Reason	Meaning and Resolution
`Resources`	Insufficient resources available; request less or wait
`Priority`	Lower priority than competing jobs
`QOSMaxJobsPerUser`	User job limit reached
`ReqNodeNotAvail`	Requested node in maintenance; change partition
`DependencyNeverSatisfied`	Dependency cannot be met; inspect parent job

Memory Errors (OOM Killed)

sacct -j <job_id> --format=State,ExitCode,MaxRSS
# ExitCode 137 or State=OUT_OF_MEMORY → increase --mem

Mevasis HPC Training Services

Mevasis offers HPC training programs covering SLURM administration, job script optimization, and HPC software stack management. Programs are available for both cluster administrators and end users.

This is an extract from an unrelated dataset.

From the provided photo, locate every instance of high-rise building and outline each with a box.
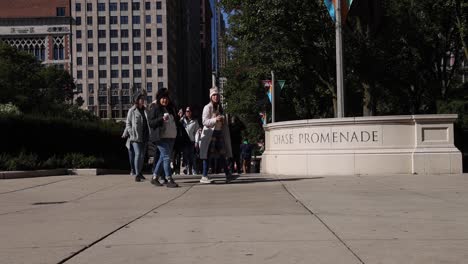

Frequently Asked Questions

Should I use SLURM or PBS/Torque? For new deployments, SLURM is strongly recommended. Active development, a large community, and solid cloud integration make it the de facto standard. Migrating existing PBS installations typically requires a 6–12 month project.

How do I submit a single command without a script? Use sbatch --wrap="command" or srun command. For repeated work, job scripts are preferred for reproducibility and easier debugging.

What is the largest scale SLURM can handle? SLURM theoretically scales to 100,000+ nodes. Practical limits are typically network fabric and parallel filesystem bandwidth — MPI efficiency degrades when these saturate.

How do I run Jupyter Notebook on a compute node? Start a Jupyter Server on a compute node and use SSH port forwarding to access it from your workstation via the login node. The Open OnDemand platform provides a browser-based interface that automates this process.